Comment 6 Ronald Bultje 2005-06-05 20:27:51 UTC
Yes, sure, I'll have a look. I'm just saying there's more involved than a simple
functioncall in glib. :).
Comment 7 Guillaume Desmottes 2006-02-18 17:04:31 UTC
I also have this isue if the srt file is encoded in ISO-8859-15, no problem if it's UTF-8.
Comment 8 Tim-Philipp Müller 2006-02-20 10:57:33 UTC
It's not really feasible to detect the character encoding in .srt files, at least not with a LOT of effort. Basically we can only detect 'valid UTF-8' or not. If it's not valid UTF-8, it can be about anything else, but we don't know what. The problem is that almost all other common character encodings use the entire 8-bit range, so we can't know whether a text is, say, ISO-8859-15 or ISO-8859-2 or whatever.

Also, we get fed text only in very small chunks, which makes detection even harder.

I suppose what we can do is similar to what we do with character encodings in ID3v1 tags:

  - check if it's UTF-8
  - if it's not UTF-8, check
      - whether a certain environment variable is set to force an encoding
      - if no encoding is forced on us, check what the current locale's
        charset is:
          - it it's non-UTF-8, assume it's that encoding
          - if it's UTF-8, assume ISO-8859-15

Comment 9 Tim-Philipp Müller 2006-03-24 10:25:40 UTC
Created attachment 61900 [details] [review]
possible patch


Possible patch, got to think about this some more and test it a bit.
Comment 10 Guillaume Desmottes 2006-03-24 12:30:39 UTC
I tested it with the 0.10.5 version (Ubuntu Dapper) and it seems to work right!

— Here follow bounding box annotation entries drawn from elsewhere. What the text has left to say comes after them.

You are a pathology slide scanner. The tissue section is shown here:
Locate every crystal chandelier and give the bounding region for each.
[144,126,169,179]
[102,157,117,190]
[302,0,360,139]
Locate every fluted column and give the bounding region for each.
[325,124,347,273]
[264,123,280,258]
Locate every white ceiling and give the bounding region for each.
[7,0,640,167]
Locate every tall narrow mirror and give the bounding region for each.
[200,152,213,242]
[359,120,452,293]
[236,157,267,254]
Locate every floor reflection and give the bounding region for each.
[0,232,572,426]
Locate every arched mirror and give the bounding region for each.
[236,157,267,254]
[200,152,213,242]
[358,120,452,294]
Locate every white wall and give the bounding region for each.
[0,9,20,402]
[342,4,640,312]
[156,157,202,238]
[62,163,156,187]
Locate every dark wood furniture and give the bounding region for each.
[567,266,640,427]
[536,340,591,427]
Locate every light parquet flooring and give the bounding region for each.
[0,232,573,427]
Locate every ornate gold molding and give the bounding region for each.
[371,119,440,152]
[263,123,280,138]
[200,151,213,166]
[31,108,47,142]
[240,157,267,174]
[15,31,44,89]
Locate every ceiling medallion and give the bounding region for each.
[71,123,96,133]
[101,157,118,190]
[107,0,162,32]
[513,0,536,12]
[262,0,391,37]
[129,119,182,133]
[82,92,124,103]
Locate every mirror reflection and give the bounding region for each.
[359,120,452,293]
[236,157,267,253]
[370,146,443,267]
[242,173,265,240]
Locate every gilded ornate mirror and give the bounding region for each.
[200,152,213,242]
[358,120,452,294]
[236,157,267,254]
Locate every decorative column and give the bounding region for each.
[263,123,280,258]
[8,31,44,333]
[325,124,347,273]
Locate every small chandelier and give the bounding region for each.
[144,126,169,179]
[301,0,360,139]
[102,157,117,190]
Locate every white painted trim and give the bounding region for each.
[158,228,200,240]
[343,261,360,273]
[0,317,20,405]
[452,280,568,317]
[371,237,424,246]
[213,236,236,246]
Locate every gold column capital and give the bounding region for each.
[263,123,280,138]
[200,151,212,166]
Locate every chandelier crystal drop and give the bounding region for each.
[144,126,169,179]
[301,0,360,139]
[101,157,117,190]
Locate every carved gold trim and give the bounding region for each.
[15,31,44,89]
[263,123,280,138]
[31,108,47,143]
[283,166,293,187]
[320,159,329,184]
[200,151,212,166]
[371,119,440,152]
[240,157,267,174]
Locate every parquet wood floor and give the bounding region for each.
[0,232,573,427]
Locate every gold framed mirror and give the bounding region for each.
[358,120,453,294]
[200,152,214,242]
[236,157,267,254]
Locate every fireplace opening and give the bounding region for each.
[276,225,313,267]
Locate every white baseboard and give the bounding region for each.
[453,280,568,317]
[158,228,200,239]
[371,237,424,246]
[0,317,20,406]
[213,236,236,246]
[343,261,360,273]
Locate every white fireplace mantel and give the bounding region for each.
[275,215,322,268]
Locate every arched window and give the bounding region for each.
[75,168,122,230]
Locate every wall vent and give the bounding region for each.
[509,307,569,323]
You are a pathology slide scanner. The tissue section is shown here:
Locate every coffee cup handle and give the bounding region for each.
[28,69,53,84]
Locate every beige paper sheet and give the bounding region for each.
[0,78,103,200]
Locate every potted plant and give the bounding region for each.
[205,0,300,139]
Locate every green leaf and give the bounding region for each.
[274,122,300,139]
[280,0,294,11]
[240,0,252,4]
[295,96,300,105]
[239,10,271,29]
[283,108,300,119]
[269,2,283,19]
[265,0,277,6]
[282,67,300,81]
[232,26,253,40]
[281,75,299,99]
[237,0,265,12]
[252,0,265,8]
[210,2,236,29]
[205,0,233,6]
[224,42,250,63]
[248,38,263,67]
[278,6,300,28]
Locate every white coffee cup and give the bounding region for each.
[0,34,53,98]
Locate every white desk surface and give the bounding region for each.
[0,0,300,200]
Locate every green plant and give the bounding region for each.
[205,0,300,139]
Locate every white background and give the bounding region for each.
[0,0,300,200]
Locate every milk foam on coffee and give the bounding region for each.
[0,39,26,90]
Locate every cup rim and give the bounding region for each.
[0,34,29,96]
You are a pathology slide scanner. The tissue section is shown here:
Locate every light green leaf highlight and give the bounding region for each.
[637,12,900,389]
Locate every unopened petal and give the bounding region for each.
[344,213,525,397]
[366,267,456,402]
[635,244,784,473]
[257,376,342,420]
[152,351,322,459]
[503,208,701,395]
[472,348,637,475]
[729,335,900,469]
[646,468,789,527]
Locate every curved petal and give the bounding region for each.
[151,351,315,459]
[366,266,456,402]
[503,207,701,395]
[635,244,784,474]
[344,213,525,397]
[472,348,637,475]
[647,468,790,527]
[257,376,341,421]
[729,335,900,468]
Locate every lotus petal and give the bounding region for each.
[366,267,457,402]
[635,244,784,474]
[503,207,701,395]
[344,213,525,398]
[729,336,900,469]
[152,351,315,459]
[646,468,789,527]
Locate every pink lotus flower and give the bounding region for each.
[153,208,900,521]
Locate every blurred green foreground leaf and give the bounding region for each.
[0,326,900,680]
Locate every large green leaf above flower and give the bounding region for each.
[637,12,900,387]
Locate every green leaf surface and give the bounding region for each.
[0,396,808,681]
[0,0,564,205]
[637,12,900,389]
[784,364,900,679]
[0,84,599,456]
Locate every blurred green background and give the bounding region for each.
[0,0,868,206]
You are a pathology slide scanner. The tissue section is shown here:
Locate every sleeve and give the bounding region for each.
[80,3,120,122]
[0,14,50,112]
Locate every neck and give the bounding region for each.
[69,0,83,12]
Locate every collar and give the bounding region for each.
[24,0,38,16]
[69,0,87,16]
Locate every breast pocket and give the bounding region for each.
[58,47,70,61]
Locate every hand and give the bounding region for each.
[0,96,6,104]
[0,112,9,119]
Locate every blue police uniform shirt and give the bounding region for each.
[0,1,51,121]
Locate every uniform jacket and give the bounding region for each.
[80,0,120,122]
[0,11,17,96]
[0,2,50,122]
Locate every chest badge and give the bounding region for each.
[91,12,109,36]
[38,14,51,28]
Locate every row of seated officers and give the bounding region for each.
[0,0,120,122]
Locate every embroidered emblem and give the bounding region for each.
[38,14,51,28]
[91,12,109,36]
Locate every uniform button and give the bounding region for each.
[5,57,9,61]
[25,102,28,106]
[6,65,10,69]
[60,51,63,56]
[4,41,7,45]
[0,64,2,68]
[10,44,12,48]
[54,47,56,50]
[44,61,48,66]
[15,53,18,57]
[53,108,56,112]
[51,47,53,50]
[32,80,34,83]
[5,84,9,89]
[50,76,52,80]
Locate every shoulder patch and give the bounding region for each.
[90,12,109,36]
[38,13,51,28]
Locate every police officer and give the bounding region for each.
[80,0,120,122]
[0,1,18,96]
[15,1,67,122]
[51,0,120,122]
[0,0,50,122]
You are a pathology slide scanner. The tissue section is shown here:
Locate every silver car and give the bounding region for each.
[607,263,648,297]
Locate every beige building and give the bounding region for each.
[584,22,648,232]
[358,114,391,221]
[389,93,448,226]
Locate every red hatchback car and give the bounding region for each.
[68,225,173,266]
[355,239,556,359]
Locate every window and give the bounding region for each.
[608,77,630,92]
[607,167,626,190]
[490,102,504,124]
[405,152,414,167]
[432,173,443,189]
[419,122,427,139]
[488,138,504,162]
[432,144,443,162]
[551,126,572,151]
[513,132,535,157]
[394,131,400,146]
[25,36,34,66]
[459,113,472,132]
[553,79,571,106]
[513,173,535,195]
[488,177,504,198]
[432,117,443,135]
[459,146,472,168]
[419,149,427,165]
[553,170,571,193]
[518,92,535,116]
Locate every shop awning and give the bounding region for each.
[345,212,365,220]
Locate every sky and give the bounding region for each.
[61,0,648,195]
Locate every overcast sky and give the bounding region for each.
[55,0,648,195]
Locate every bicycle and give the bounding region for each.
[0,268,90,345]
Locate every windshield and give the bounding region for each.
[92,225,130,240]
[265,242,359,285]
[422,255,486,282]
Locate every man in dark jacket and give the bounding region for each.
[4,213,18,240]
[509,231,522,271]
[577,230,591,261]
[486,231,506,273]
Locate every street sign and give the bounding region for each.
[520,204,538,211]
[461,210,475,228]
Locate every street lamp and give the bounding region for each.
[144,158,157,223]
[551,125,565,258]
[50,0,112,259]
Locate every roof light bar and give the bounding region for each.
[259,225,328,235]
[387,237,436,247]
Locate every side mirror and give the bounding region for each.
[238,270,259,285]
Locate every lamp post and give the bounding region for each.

Great job, thanks a lot. This bug was *verry* annoying for me.
Comment 11 Tim-Philipp Müller 2006-03-24 17:58:44 UTC
Thanks for testing, committed with minor/cosmetic changes:

 2006-03-24  Tim-Philipp Müller  <tim at centricular dot net>

        * gst/subparse/gstsubparse.c: (convert_encoding),
        (gst_sub_parse_change_state):
        * gst/subparse/gstsubparse.h:
          Text subtitle files may or may not be UTF-8. If it's not, we
          don't really want to see '?' characters in place of non-ASCII
          characters like accented characters. So let's assume the input
          is UTF-8 until we come across text that is clearly not. If it's
          not UTF-8, we don't really know what it is, so try the following:
          (a) see whether the GST_SUBTITLE_ENCODING environment variable
          is set; if not, check (b) if the current locale encoding is
          non-UTF-8, and use that if it is, or (c) assume ISO-8859-15 if
          the current locale encoding is UTF-8 and the environment variable
          was not set to any particular encoding. Not perfect, but better
          than nothing (and better than before, I think) (fixes #172848).